You could try to replace this operation with its out-of-place version via:

holderA = holderA + A[i, j]
holderB = holderB + (A[i, k] * A[j, k])
...
holder = torch.cat((holderA, holderB), dim=0)

and check if this would solve the issue.

Allenkei · June 22, 2022, 6:18pm

Hi,

Your solution solves the problem perfectly! Thank you so much again. However, my loss tend to bouncing around. I am wondering if there is anything I did wrong here as I am relatively new to Pytorch. I greatly appreciate any guidance and assistance!

This is my function to calculate 2 graph statistics, which is working fine now:

def network_stat(adj):
  n = adj.shape[0]
  holderA = torch.tensor([0],dtype=torch.float32)
  holderB = torch.tensor([0],dtype=torch.float32)
  for i in range(n):
    for j in range(n):
      if i < j:
        holderA = holderA + adj[i,j]
        for k in range(n):
          if i < j and j < k:
            holderB = holderB + (adj[i,k] * adj[j,k])
  holder = torch.cat((holderA, holderB), dim=0)
  return(holder)

This is my function to compute the loss, which depends on the statistics of predicted graph:

def loss_function(A_pred, eta):

    neg_entropy = torch.log(A_pred).sum()

    A_pred = (A_pred>0.5).float() # make float into 0 and 1 only
    predicted_network_stats = network_stat(A_pred)

    loss = -torch.dot(eta, predicted_network_stats) + neg_entropy
    return loss

This is my codes to train the model, which involve a minimization (over GCN) within the maximization (over eta):

for max_epoch in range(20): 
  for min_epoch in range(50):

    optimizer.zero_grad()
  
    A_pred = model(feature, input) 
    loss = loss_function(A_pred, eta)

    loss.backward()
    optimizer.step()  

  with torch.no_grad():
    A_pred = (A_pred>0.5).float()
    expected_network_stats = network_stat(A_pred)
    eta += lr * (observed_network_stats - expected_network_stats)

Thank you so much!!!

ptrblck · June 23, 2022, 9:06am

Good to hear it’s working now!
The threshold operation:

A_pred = (A_pred>0.5).float()

will detach the result from the computation graph so that A_pred and predicted_network_stats will not contribute to the gradient calculation and are just a constant offset to loss.

Allenkei · June 24, 2022, 8:38pm

Thank you very much for pointing out the issue! I have changed the (A_pred>0.5).float() to torch.bernoulli(A_pred) which I think the predicted_network_stats will contribute to the gradient calculation.

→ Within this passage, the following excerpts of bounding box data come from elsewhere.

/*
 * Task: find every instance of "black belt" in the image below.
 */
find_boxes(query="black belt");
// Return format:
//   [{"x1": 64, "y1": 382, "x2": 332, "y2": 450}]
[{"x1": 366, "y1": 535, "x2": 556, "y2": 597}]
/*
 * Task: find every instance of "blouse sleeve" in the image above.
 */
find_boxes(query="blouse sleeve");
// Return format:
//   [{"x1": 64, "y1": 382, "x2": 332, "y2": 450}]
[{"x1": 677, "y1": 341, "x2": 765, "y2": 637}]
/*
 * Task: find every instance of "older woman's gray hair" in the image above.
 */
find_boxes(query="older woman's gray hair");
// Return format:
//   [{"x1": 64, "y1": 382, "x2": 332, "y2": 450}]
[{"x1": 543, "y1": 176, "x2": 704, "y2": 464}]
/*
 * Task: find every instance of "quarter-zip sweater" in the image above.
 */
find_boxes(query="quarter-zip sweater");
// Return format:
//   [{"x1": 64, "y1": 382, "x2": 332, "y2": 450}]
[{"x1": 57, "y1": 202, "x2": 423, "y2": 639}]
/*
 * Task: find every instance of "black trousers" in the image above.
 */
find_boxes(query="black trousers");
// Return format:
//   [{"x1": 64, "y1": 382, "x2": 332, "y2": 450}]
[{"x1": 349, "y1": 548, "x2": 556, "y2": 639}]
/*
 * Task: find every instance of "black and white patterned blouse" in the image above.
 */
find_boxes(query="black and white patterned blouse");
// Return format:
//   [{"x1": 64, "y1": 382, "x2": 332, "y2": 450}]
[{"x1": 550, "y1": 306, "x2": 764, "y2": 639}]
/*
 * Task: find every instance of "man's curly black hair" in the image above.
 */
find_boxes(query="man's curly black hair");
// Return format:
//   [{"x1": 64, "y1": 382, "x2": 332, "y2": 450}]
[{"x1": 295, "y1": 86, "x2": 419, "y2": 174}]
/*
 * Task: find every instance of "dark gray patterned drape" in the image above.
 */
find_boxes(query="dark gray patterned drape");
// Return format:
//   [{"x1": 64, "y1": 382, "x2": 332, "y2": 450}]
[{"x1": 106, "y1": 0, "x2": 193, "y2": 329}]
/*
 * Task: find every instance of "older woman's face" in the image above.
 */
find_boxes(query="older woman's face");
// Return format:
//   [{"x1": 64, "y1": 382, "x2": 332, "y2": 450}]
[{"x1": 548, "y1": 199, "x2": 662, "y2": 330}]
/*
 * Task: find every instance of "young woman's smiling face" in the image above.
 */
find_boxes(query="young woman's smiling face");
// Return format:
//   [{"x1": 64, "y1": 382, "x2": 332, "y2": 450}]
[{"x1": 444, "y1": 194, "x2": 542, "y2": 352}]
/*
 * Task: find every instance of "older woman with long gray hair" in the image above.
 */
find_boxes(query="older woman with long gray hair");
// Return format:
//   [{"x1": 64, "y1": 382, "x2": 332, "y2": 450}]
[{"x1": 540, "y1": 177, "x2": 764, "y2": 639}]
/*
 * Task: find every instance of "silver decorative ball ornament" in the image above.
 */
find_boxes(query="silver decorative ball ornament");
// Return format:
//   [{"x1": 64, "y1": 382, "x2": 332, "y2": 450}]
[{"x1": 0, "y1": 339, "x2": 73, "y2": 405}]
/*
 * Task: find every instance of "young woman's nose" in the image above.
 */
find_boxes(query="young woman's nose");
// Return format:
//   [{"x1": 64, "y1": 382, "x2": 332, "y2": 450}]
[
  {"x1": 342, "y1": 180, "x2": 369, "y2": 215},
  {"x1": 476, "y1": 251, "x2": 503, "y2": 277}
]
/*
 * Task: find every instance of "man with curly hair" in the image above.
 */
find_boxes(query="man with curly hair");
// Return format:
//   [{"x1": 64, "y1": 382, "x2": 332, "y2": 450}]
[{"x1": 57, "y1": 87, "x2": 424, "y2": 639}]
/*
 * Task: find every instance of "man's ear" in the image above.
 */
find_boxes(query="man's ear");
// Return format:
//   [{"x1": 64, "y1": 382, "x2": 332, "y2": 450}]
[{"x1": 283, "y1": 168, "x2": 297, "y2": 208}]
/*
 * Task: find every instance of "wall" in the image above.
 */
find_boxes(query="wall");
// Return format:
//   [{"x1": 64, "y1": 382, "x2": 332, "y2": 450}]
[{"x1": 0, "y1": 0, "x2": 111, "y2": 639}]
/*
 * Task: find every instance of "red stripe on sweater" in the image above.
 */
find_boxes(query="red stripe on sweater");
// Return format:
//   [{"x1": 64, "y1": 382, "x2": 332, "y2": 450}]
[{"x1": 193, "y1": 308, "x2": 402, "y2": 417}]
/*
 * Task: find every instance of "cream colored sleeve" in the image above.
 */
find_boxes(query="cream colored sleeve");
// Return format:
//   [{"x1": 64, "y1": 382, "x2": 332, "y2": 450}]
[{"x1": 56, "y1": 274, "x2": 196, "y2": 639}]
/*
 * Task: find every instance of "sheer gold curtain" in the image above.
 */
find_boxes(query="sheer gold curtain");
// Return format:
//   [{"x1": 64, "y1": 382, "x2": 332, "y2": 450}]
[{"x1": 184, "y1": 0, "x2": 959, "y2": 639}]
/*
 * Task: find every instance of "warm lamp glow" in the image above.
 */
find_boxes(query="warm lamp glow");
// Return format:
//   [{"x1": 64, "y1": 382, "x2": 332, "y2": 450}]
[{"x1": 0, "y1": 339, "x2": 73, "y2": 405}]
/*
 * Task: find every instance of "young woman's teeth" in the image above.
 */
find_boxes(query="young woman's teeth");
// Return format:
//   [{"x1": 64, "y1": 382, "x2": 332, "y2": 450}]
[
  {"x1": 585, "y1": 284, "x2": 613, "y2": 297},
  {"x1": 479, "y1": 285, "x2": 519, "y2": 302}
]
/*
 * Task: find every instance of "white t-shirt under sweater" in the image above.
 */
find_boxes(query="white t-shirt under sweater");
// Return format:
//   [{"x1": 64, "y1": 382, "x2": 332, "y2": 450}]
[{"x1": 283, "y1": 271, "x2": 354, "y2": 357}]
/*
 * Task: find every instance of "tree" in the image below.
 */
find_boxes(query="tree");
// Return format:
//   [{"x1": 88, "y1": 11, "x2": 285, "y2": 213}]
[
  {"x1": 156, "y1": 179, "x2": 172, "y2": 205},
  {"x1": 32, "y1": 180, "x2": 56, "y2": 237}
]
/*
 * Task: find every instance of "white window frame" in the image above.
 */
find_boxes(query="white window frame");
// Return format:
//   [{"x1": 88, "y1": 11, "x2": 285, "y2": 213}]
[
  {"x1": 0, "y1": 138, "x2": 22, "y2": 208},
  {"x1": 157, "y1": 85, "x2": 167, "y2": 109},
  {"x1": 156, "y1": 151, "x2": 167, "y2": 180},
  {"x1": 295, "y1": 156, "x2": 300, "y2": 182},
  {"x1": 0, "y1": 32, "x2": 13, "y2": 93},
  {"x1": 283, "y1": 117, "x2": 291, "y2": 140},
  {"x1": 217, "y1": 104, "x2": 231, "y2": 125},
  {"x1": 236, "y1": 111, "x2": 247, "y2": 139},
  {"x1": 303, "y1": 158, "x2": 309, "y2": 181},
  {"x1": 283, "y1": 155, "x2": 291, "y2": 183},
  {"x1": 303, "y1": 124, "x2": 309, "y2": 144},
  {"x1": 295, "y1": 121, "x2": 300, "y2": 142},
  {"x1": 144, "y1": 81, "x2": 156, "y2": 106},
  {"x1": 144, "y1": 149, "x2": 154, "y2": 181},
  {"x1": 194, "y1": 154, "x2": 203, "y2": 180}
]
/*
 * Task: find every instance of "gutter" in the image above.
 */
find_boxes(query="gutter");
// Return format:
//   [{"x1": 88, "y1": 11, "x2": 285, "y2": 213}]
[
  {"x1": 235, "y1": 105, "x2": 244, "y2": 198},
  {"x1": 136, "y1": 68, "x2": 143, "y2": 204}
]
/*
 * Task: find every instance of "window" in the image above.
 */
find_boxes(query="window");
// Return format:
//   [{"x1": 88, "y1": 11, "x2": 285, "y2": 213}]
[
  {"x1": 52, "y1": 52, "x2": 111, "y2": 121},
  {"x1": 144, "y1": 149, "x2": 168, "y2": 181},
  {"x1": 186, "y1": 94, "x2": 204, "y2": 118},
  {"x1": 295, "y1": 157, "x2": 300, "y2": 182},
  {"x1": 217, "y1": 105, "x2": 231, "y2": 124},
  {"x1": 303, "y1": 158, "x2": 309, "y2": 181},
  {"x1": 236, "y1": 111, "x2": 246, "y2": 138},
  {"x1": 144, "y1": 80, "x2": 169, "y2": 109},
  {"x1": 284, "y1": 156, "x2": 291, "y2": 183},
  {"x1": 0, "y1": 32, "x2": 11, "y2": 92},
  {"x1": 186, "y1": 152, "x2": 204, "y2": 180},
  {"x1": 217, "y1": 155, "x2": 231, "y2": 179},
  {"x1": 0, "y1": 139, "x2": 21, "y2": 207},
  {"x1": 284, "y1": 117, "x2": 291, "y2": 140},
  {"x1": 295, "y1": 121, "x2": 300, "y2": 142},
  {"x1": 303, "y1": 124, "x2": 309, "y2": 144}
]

By the way, since my function network_stat(adj) involves multiple for-loops iterating over i,j entry of the adjacency matrix, I am wondering if the output from this function will also contribute to the gradient calculation? Or the for-loops also interupt the computation graph for gradient?

Thank you very much again!

ptrblck · June 25, 2022, 7:09am

Loops do not detach the computation graph and you could check if the output tensor has a valid .grad_fn attribute which indicates that it’s attached to a computation graph.